Лучше бы уж это были настоящие комары! Но они исчезли все до единого. Наверно, решили: пусть Илькино одиночество будет полным.
Илька поежился. Прошелся вокруг костра. Тряхнул плечами, чтобы прогнать навязчивое чувство неуютности. Это был не страх. Чего бояться? В конце концов, у него в кармане заряженный патрон. Конечно, без винтовки с таким патроном от врагов трудно отбиться, но все-таки это не простой орешек. Да и какие здесь враги?
Илька попытался засвистеть назло темноте и сел поближе к огню. Попробовал лихо, как Генка, переломить о колено сук, но рассадил кожу. Бросил сук в пламя целиком и хотел обернуться, чтобы взять другой, потоньше.
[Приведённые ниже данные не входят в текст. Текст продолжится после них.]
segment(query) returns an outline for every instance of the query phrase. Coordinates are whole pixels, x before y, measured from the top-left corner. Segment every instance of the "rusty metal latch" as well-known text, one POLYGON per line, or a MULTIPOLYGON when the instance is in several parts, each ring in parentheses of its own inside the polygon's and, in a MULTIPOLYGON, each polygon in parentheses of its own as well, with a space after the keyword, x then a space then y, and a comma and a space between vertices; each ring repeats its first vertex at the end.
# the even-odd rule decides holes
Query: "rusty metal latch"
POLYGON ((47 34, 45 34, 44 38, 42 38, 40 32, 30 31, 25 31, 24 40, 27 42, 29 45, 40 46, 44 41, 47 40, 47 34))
И тут почувствовал, что оборачиваться страшно. Страшно было оторвать глаза от огня и посмотреть в густую темноту за спиной.
Конечно, он обернулся. Безжалостно обругал себя трусом и обернулся. С подчеркнутым спокойствием стал копаться в куче хвороста. Но каждое движение почему-то давалось с трудом, словно Илька сидел по горло в воде и должен был преодолевать ее упругую плотность.
Страх не ушел, когда Илька опять сел лицом к огню. Сразу же стало казаться, что за спиной какая-то опасность. Сначала она была неясной, просто что-то пугающее. А потом Ильке отчетливо представилось, что из кустов бесшумно вышли двое в надвинутых на глаза фуражках и смотрят ему в спину. Он сжался сначала, а затем рывком повернулся навстречу врагам.
Конечно, он не увидел никаких врагов. Но и пустой поляны не увидел. И леса. В глазах плясали разноцветные следы пламени.
Нет, нельзя было этого терпеть! Все лесные страхи ожили. Как громадные темные бабочки, слетались они к Илькиному костру.
Илька поднялся и начал из чайника заливать огонь.
Костер сдался не сразу. Он возмущенно фыркал, плевался кусками пламени, горячими углями. Но наконец огонь, обиженно шипя, уполз под красные головешки и затих. Обжигая ноги, Илька притоптал угли.
За этой работой он о страхе почти забыл. Темнота навалилась со всех сторон, но сейчас она не казалась опасной. Она стала даже доброй. Не грозила ничем, а, наоборот, прятала Ильку. Он как бы слился с ней.
Илька отошел от неярких, тлеющих углей. Подобрал оставленную Владиком куртку. Слазил в палатку за своим фонариком. Он не собирался сидеть у погасшего костра. Решил, что уйдет в лодку и там дождется, когда все вернутся. Услышит шаги и крикнет, чтобы не пугались.
В лодке спокойно, как в своем доме. И нет темноты. Матово светится река, отблеск зари не гаснет на севере. Костры мерцают на том берегу. Слышны иногда голоса. Катера проходят, тепло блестя огоньками…
Илька оставил на берегу сандалии и пошел к лодке. Владькину куртку он повесил на крепкую суковатую палку, а палку положил на плечо.